Nearly half of the cases of the most common cancer worldwide, lung cancer, are treated with radiation therapy (RT). RT planning is a time-consuming, resource-intensive process that can take days to weeks to complete, and even highly trained doctors disagree on how much tissue to target with radiation. 

Furthermore, as cancer rates rise, a global shortage of radiation-oncology practitioners and clinics is expected to worsen. Researchers working under the Artificial Intelligence in Medicine Program of Mass General Brigham, Brigham and Women’s Hospital and collaborators developed and validated a deep learning algorithm capable of identifying and outlining (“segment”) a non-small cell lung cancer (NSCLC) tumor on computed tomography (CT) scan in seconds. The study, published in the Lancet Digital Health, also indicates that radiation oncologists using the algorithm in simulated clinics performed 65 percent faster than physicians not using the algorithm while working. 

According to Raymond Mak, corresponding author and MD of Brigham’s Department of Radiation Oncology, the most significant translation gap in AI applications to medicine is the failure to investigate how AI can be used to improve human clinicians and vice versa. 

The research team is working on how to create human-AI partnerships and collaborations that result in better patient outcomes. The benefit of this approach for patients includes greater consistency in tumor segmentation and shorter treatment times. Clinicians will benefit from less mundane but difficult computer work, which will reduce burnout and allow them to spend more time with patients.

The researchers trained their model to distinguish tumors from other tissues using CT images from 787 patients. The algorithm’s performance was evaluated using scans from over 1,300 patients from increasingly large datasets. The algorithm’s development and validation required close collaboration between data scientists and radiation oncologists. After discovering that the algorithm was incorrectly segmenting CT scans with lymph nodes, to improve its performance, the researchers retrained the model with more of these scans.

Finally, the researchers had eight radiation oncologists perform segmentation tasks as well as rate and edit segmentations created by another expert physician or the algorithm (they were not told which). The performance of human-AI collaborations and human-produced (de novo) segmentations did not differ significantly. 

Intriguingly, when editing an AI-produced segmentation versus a manually produced one, physicians worked 65 percent faster and with 32 percent less variation, even though they had no idea which one they were editing.

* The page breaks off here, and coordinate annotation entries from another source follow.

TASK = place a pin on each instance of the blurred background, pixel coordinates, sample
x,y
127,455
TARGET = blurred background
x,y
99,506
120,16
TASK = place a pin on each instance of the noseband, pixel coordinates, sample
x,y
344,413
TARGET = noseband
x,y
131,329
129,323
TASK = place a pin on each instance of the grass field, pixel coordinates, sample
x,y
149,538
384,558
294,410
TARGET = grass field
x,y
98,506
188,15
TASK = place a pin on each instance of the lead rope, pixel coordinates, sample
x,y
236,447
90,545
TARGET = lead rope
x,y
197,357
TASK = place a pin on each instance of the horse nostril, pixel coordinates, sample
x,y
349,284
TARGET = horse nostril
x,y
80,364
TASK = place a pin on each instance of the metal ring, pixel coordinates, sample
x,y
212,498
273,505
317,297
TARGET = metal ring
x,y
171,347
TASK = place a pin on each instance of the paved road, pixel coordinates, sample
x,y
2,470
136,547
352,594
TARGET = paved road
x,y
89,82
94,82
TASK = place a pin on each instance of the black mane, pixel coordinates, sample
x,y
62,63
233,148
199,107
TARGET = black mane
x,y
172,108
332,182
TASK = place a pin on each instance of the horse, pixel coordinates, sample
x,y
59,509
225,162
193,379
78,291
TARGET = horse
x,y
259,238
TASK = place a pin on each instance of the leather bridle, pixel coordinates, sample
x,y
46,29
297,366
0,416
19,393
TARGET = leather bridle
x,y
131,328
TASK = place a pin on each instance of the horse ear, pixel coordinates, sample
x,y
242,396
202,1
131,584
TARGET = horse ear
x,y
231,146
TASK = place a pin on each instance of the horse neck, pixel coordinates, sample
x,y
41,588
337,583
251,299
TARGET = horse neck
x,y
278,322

In this blinded study, they also rated the quality of AI-drawn segmentations higher than the quality of human expert-drawn segmentations. 

In the future, the researchers intend to combine this work with previously developed AI models that can determine “organs at risk” of receiving unwanted radiation during cancer treatment (such as the heart) and thus exclude them from radiotherapy. They are continuing to research how physicians interact with AI to ensure that AI partnerships benefit clinical practice rather than harm it. The researchers are working on a second, independent segmentation algorithm that will validate both human and AI-drawn segmentations.

According to Hugo Aerts, Ph.D., co-author from the Department of Radiation Oncology, this study presents a novel AI model evaluation strategy that emphasizes the significance of human-AI collaboration. This is especially important because in silico (computer-simulated) evaluations can produce results that differ from clinical assessments. The approach presented in the study to identify non-small cell lung cancer tumors has the potential to pave the way for clinical deployment.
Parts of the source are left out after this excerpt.